Seven years ago at Espanyol, the Tottenham manager was employing a style that used his goalkeeper as the trigger for everything. He still has the videos to prove it. It is this football that he has brought to Tottenham. It is this football that he will ask his team to play at the Emirates as he seeks to break a six-game winless run that has followed last month’s stunning dismantling of Manchester City at White Hart Lane.
Another Premier League coach described it perfectly this week, saying: “There is not a fitter side in the league. That’s how it feels when you play them.
“They are so young and play with such intensity that your main hope early on is to stay in the game. If you fall behind and have to chase it, you’re struggling. “People talk about Klopp at Liverpool and Guardiola at City. Yeah, they will press and press you but Tottenham can do it just as well.”
Pochettino’s commitment to double training sessions and gym circuits is well-known. There are no excuses made for senior players and the training ground is the way into the 44-year-old’s team. Harry Kane is known to be one of the most committed in this area and, after an absence of 10 games with a thigh problem, the England forward is expected to start today.

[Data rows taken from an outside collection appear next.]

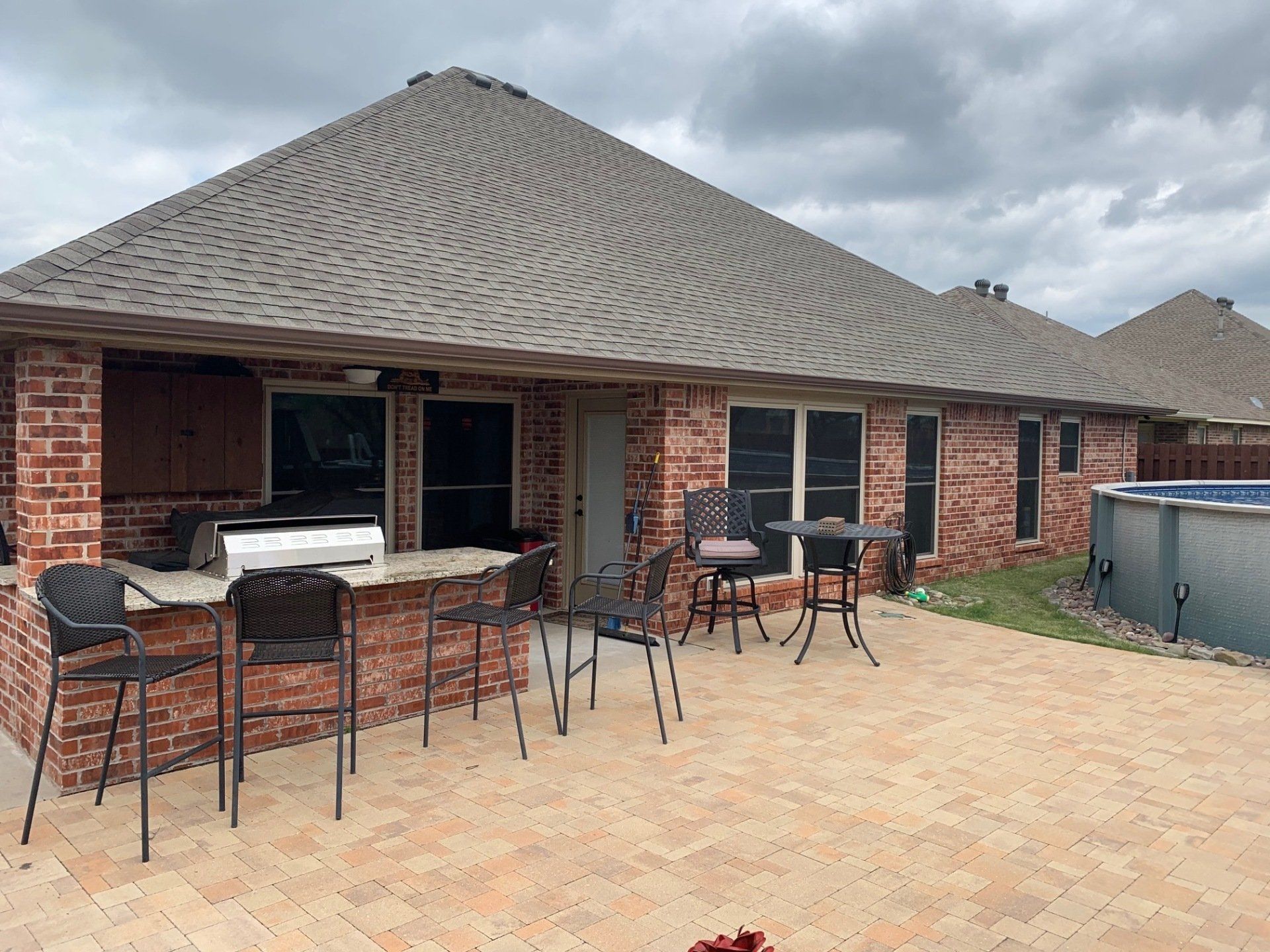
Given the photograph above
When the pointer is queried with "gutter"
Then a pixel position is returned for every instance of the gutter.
(248, 339)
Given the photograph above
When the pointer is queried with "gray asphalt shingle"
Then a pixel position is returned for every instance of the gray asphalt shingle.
(447, 214)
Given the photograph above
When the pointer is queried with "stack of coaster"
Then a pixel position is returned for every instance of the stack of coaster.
(831, 526)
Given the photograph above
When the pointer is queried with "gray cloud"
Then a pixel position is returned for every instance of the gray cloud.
(1097, 157)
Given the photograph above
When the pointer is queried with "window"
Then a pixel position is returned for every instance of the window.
(921, 480)
(468, 469)
(1070, 446)
(761, 459)
(1028, 508)
(329, 447)
(798, 462)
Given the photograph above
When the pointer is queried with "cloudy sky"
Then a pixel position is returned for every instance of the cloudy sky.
(1096, 157)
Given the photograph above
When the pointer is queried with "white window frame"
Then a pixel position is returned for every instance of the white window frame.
(798, 500)
(1080, 444)
(281, 385)
(937, 413)
(1040, 480)
(470, 397)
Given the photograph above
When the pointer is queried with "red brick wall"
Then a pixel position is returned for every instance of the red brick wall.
(58, 455)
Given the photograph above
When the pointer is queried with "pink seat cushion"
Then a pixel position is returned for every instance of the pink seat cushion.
(730, 549)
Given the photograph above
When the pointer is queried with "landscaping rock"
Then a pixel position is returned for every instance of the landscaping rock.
(1072, 600)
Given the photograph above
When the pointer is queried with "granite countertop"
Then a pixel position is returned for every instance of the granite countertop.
(398, 568)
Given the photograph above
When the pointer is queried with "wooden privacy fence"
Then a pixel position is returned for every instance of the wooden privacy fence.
(1206, 461)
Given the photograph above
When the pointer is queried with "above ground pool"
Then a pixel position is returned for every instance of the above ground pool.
(1212, 537)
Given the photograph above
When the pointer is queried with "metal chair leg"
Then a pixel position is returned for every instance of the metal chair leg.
(352, 690)
(693, 607)
(669, 660)
(237, 767)
(595, 663)
(145, 771)
(546, 656)
(476, 678)
(714, 601)
(802, 615)
(511, 686)
(568, 672)
(220, 728)
(339, 734)
(736, 621)
(110, 748)
(40, 762)
(652, 674)
(427, 682)
(759, 616)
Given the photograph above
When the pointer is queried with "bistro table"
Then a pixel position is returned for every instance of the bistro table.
(833, 561)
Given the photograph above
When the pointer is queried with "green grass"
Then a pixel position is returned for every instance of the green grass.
(1013, 598)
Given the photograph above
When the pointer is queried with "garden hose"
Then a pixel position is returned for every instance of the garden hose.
(900, 563)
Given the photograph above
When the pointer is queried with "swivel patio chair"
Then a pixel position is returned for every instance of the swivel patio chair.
(654, 569)
(829, 559)
(523, 602)
(85, 610)
(295, 616)
(720, 536)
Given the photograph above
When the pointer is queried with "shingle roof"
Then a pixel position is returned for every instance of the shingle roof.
(447, 215)
(1179, 335)
(1158, 386)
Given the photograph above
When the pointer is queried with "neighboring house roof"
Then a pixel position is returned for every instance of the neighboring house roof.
(1180, 335)
(454, 219)
(1160, 386)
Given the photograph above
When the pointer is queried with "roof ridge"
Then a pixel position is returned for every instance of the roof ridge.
(111, 235)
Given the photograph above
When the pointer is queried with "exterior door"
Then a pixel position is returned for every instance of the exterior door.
(599, 484)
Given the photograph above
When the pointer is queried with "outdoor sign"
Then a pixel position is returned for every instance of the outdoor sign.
(411, 381)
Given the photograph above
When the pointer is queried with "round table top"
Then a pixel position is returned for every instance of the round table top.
(853, 530)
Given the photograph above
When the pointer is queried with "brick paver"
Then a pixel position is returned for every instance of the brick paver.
(982, 790)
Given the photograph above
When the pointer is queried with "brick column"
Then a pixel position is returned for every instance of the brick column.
(59, 455)
(687, 424)
(886, 451)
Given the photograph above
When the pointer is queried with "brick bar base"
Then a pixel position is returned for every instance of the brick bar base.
(392, 626)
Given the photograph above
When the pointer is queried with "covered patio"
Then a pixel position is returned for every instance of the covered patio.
(984, 790)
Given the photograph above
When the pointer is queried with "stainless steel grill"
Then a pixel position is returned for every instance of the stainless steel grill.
(229, 547)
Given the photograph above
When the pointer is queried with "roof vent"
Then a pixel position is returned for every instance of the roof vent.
(1223, 305)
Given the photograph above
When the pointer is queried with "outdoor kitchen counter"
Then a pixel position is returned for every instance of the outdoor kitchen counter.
(398, 568)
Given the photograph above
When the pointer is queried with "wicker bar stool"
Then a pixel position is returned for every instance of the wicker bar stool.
(84, 604)
(654, 569)
(523, 602)
(295, 616)
(720, 536)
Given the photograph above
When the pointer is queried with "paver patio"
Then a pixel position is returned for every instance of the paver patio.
(982, 790)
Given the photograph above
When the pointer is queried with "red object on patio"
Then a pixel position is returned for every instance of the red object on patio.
(742, 942)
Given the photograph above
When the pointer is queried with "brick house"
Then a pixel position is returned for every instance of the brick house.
(1210, 347)
(1208, 413)
(583, 306)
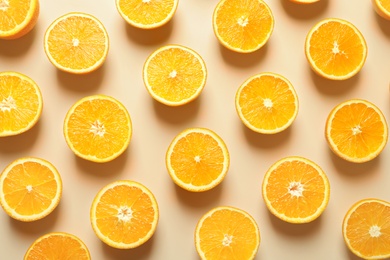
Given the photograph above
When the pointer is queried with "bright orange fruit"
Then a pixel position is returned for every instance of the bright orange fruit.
(21, 103)
(30, 189)
(124, 214)
(335, 49)
(243, 26)
(58, 246)
(197, 159)
(17, 18)
(98, 128)
(174, 75)
(267, 103)
(76, 43)
(382, 7)
(366, 229)
(296, 190)
(147, 14)
(227, 233)
(356, 130)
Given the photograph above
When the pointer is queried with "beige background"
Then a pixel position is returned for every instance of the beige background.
(155, 125)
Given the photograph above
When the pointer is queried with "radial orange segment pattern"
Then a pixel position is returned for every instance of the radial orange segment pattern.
(143, 214)
(20, 103)
(254, 95)
(336, 48)
(146, 13)
(239, 227)
(96, 114)
(291, 206)
(244, 25)
(77, 42)
(44, 188)
(174, 74)
(211, 163)
(368, 230)
(371, 128)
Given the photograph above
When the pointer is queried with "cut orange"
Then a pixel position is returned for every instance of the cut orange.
(296, 190)
(20, 103)
(147, 14)
(124, 214)
(174, 75)
(58, 245)
(17, 18)
(30, 189)
(98, 128)
(227, 233)
(335, 49)
(382, 7)
(76, 43)
(356, 130)
(366, 229)
(267, 103)
(197, 159)
(304, 1)
(243, 26)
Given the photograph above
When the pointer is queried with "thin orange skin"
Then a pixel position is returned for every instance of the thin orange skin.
(29, 26)
(348, 214)
(317, 70)
(343, 156)
(379, 10)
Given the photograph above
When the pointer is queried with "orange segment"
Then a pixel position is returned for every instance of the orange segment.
(58, 245)
(296, 190)
(267, 103)
(147, 14)
(124, 214)
(174, 75)
(335, 49)
(197, 159)
(356, 130)
(76, 43)
(366, 229)
(227, 233)
(382, 7)
(30, 189)
(98, 128)
(20, 103)
(243, 26)
(17, 18)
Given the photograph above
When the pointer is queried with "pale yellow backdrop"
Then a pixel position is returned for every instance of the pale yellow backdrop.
(155, 125)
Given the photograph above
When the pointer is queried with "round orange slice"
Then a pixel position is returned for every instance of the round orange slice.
(124, 214)
(98, 128)
(296, 190)
(20, 103)
(76, 43)
(227, 233)
(356, 130)
(30, 189)
(58, 245)
(197, 159)
(382, 7)
(174, 75)
(335, 49)
(366, 229)
(267, 103)
(243, 26)
(147, 14)
(17, 18)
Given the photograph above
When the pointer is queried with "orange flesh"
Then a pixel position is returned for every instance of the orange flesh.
(336, 49)
(124, 199)
(185, 165)
(365, 119)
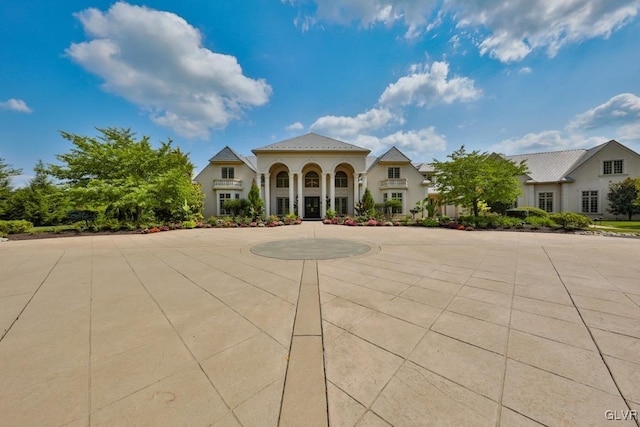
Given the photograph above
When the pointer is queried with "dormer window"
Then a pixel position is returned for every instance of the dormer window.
(228, 173)
(612, 167)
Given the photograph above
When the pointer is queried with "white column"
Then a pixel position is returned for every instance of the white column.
(355, 191)
(300, 197)
(267, 194)
(564, 197)
(291, 196)
(323, 194)
(332, 190)
(404, 202)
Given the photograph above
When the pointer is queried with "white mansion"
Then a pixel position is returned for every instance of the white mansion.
(310, 174)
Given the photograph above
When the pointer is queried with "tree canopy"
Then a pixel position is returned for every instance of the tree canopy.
(624, 197)
(471, 177)
(127, 178)
(6, 172)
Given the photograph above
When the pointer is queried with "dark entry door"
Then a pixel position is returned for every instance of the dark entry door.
(312, 207)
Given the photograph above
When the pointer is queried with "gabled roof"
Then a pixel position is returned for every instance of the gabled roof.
(393, 155)
(311, 142)
(595, 150)
(229, 155)
(552, 166)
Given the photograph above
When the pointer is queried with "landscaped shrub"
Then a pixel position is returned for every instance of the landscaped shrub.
(430, 222)
(15, 226)
(189, 224)
(537, 222)
(526, 211)
(570, 220)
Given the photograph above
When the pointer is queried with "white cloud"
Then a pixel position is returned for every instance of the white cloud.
(429, 86)
(509, 31)
(620, 115)
(347, 127)
(519, 27)
(156, 60)
(413, 143)
(551, 140)
(621, 110)
(15, 105)
(295, 126)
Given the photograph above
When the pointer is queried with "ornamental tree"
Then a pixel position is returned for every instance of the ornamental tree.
(624, 198)
(6, 172)
(127, 178)
(469, 178)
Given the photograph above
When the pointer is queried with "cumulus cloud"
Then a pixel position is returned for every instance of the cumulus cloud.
(551, 140)
(346, 127)
(620, 114)
(621, 110)
(429, 85)
(507, 31)
(295, 126)
(516, 28)
(15, 105)
(156, 60)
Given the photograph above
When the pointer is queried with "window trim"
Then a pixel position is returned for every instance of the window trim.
(393, 172)
(549, 197)
(284, 180)
(228, 172)
(309, 181)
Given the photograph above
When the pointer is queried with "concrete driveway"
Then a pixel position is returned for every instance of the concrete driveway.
(419, 327)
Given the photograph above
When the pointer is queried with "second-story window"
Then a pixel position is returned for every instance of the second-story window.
(341, 180)
(312, 180)
(228, 173)
(393, 172)
(282, 180)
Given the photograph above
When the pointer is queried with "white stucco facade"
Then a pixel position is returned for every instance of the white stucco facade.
(311, 174)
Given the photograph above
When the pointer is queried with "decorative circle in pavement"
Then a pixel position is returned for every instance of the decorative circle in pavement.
(310, 249)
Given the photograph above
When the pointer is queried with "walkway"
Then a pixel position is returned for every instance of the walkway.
(427, 327)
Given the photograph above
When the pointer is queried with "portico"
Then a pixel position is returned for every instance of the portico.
(309, 175)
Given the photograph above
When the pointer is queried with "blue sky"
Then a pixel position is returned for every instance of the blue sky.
(424, 75)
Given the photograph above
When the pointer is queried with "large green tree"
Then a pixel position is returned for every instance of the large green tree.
(623, 198)
(126, 178)
(41, 202)
(6, 172)
(471, 177)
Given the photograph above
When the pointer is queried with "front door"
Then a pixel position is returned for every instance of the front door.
(312, 207)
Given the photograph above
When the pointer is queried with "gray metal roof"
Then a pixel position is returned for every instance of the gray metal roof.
(311, 142)
(552, 166)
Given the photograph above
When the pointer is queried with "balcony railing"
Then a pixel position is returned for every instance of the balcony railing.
(401, 183)
(227, 184)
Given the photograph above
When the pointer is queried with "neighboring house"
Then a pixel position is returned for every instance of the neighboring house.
(311, 174)
(576, 180)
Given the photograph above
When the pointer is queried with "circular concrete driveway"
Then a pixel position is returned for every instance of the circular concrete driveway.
(431, 326)
(310, 249)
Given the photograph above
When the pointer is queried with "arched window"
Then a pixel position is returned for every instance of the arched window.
(312, 180)
(282, 179)
(341, 180)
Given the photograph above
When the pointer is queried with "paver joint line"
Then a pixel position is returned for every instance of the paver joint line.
(304, 396)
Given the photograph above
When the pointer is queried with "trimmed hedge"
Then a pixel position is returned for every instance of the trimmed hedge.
(570, 220)
(15, 226)
(526, 211)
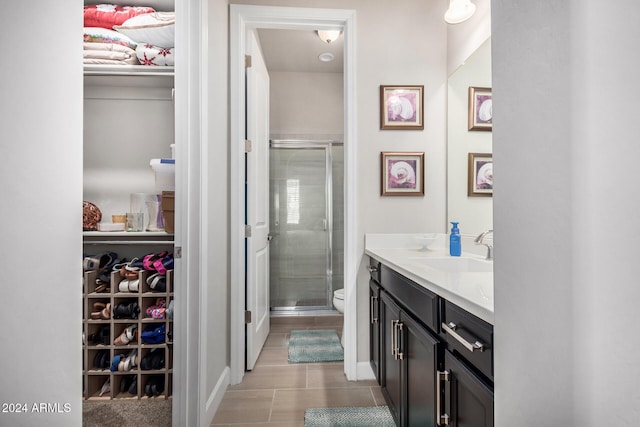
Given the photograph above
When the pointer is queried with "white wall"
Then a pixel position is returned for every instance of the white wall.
(214, 306)
(475, 214)
(41, 231)
(566, 213)
(306, 104)
(463, 39)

Tottenham have missed Kane, particularly given the way his understudy Vincent Janssen has struggled to impress.
Within this lies one of Pochettino’s difficulties as he looks to move Tottenham forward.
Until the new stadium is built and ready for the start of the 2018-19 season, Tottenham will continue to compete for players on a level one below that of Arsenal and others near the top of the Premier League. Tottenham’s record signing is £30 million France midfielder Moussa Sissoko and their wage ceiling is around £85 000 a week.
Having looked for a striker to complement Kane since the start of the year, interest in Antoine Griezmann and Alvaro Morata never got off the ground and, ultimately, Janssen was brought in from AZ Alkmaar for £17 million.
Pochettino said on Friday: “Today the project is completely different to Arsenal, Liverpool and Chelsea. Sometimes it is difficult to speak about that because our fans can take it in a negative way.
“Maybe when we finish the stadium we must change the project and maybe it is a moment to sign a player and spend a lot of money. We are expecting to finish it in a year and a half and then start to compete with different tools and resources.”
Tottenham’s commitment to their ground project mirrors that of Arsenal several years ago. Only recently have the other North London club released the chains.
If it means the responsibility for success lies even more heavily on innovative coaching, clever recruitment and finely tuned player management, then Pochettino doesn’t mind too much. His belief in young footballers is absolute. The average age of his first XI is 25 and when England played Wales at Euro 2016, six of the starting XI – Kane, Eric Dier, Dele Alli, Danny Rose, Kyle Walker and Liverpool’s Adam Lallana – had been introduced to international football while Pochettino was their club manager.
With Spurs’ young players housed in the same complex that boasts the club’s exceptional new training ground, Pochettino is a regular watcher of games at all age levels.
For example, he was seen one recent Friday on the touchline as Tottenham’s Under-23s played Manchester United, only breaking off to conduct his weekly media briefing before returning for the final 10 minutes.
At Espanyol – where he coached between 2009 and 2012 – Pochettino brought 20 players through the academy to the first team.
Today, with Sissoko suspended and Erik Lamela and Moussa Dembele injured – he may hand Harry Winks (20) his first Premier League start. – Daily Mail.